Ta strona została uwierzytelniona.
82

— Doprawdy! zawołała porywając się Podkomorzyna, tak prędko?
— Tak, uprojektowali sobie! Ale z respektem winnym Pani, jużby warto pomyśleć o tém!
— O czém?
— A o tym konkurencie.
— Wszakieśmy już myśleli?
— Wartoby się naradzić o intercyzie —
— Ja myślę tymczasem oddać im Dorotynki — Bałabanowicz po pod trądem pobladł, udawał jednak zupełną spokojność.
— Jak się podoba Pani, rzekł, w istocie to nawet majątek nieintratny. Ale jeszcze nieuregulowany, i jak się w cudze ręce dostanie —
— Myślisz, Bałabanowicz, że P. Mateusz nie potrafiłby sobie z nim dać rady?
— A zapewne, młody człowiek!
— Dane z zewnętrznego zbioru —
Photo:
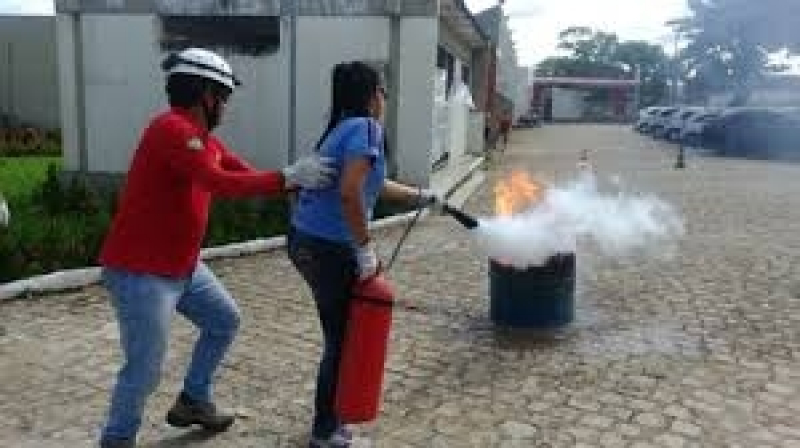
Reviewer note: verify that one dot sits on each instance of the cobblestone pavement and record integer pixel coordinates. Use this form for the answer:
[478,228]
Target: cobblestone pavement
[702,350]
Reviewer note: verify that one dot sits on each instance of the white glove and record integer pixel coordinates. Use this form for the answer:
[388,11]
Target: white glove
[430,199]
[5,215]
[367,261]
[311,172]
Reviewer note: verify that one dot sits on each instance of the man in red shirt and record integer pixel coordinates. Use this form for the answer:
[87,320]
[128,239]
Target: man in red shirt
[150,256]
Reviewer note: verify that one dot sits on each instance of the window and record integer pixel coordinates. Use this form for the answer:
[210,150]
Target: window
[445,60]
[251,35]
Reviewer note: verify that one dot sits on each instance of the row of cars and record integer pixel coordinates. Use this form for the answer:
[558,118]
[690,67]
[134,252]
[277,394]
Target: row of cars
[757,132]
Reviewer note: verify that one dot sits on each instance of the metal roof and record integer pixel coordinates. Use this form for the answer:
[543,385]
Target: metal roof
[456,13]
[585,82]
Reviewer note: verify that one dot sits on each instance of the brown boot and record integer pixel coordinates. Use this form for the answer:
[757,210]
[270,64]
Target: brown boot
[110,442]
[187,412]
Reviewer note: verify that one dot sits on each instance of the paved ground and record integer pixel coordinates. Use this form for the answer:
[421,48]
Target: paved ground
[703,350]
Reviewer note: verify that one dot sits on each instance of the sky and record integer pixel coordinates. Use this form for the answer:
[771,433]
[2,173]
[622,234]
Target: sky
[535,24]
[26,6]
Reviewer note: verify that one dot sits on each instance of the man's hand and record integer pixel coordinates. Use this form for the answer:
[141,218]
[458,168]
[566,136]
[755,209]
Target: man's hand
[430,199]
[367,260]
[5,215]
[311,172]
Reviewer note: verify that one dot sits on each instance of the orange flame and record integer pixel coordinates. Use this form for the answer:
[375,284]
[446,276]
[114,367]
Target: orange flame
[516,193]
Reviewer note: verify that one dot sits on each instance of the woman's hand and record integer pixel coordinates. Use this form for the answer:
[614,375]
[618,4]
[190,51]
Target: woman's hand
[367,261]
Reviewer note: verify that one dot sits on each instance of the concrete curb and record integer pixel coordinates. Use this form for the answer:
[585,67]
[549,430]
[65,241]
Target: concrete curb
[79,278]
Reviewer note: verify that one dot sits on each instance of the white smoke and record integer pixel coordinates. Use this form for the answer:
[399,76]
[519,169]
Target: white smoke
[618,225]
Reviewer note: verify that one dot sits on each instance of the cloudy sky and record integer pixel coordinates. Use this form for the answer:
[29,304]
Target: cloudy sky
[26,6]
[536,23]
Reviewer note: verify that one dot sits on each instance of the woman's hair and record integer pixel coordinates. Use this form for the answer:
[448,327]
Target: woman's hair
[353,84]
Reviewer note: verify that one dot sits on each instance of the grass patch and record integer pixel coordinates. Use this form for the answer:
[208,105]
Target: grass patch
[21,176]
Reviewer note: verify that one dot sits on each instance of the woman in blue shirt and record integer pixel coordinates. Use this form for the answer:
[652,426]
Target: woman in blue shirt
[329,242]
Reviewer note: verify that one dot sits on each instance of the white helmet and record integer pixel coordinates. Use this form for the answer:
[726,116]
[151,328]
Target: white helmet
[203,63]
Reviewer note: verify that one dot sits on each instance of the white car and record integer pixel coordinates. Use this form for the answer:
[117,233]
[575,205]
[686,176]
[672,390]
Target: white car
[692,132]
[673,129]
[646,117]
[659,124]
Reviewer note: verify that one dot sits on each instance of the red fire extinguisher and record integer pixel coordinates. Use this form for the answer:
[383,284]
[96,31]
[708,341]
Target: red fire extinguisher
[358,392]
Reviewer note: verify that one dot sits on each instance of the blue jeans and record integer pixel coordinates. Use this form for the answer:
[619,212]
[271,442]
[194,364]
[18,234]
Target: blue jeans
[144,306]
[329,268]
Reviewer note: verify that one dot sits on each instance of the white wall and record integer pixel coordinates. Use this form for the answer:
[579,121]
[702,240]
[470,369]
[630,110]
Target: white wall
[257,120]
[123,93]
[28,70]
[418,39]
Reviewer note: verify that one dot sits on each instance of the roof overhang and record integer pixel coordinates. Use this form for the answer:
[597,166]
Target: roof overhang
[456,14]
[584,82]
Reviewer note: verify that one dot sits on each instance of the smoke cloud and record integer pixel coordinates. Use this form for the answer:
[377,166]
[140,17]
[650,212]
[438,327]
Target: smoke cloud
[616,224]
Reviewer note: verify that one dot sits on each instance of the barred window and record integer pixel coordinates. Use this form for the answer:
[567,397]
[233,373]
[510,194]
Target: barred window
[251,35]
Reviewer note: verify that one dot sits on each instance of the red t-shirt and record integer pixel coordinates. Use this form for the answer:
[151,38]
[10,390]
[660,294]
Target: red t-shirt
[163,209]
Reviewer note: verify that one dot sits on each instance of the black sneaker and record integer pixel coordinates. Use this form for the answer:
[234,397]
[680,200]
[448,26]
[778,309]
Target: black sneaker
[187,412]
[110,442]
[341,438]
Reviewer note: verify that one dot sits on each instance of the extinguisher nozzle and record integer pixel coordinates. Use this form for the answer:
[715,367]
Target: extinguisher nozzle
[463,218]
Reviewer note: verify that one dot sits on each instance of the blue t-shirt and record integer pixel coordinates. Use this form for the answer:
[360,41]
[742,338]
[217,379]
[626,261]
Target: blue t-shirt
[319,212]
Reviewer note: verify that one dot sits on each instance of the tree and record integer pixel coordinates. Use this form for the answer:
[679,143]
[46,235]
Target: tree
[599,54]
[730,41]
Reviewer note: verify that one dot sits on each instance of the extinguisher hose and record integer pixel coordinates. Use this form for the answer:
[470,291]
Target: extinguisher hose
[404,237]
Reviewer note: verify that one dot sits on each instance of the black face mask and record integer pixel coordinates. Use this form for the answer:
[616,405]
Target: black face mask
[213,111]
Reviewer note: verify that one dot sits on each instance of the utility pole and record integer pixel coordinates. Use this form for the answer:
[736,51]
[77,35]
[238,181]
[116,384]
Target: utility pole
[293,83]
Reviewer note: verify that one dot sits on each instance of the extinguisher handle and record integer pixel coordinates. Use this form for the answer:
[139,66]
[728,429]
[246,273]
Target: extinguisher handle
[377,273]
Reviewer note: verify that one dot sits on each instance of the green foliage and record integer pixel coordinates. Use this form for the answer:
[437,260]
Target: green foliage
[20,176]
[40,144]
[729,42]
[597,54]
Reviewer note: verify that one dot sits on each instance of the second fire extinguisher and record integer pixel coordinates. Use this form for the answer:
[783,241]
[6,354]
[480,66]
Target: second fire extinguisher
[359,389]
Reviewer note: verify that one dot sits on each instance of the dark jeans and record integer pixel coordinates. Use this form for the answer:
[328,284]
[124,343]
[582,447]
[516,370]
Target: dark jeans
[329,268]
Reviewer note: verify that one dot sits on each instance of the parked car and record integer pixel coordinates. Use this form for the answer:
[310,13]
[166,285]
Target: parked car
[645,119]
[659,123]
[757,133]
[692,132]
[672,131]
[529,120]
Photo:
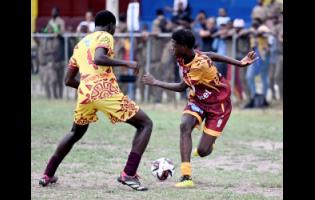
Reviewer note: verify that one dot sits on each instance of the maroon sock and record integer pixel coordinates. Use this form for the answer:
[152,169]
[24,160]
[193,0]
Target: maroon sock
[52,166]
[132,164]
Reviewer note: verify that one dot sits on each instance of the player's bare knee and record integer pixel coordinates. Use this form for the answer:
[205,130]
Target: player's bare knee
[204,151]
[148,125]
[185,128]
Potém widzi pani, co innego kiedy jeden zaczyna i jeden kończy, co innego —
— Już ja to rozumiem, odpowiedziała chodząc po pokoju Podkomorzyna. Ależ przecie muszę coś dać siostrzenicy?
— Samo z siebie. Ale mnie się z respektem, zdaje, że jakby pani wyznaczyła jaką summkę, na co się Pani ma wyzuwać?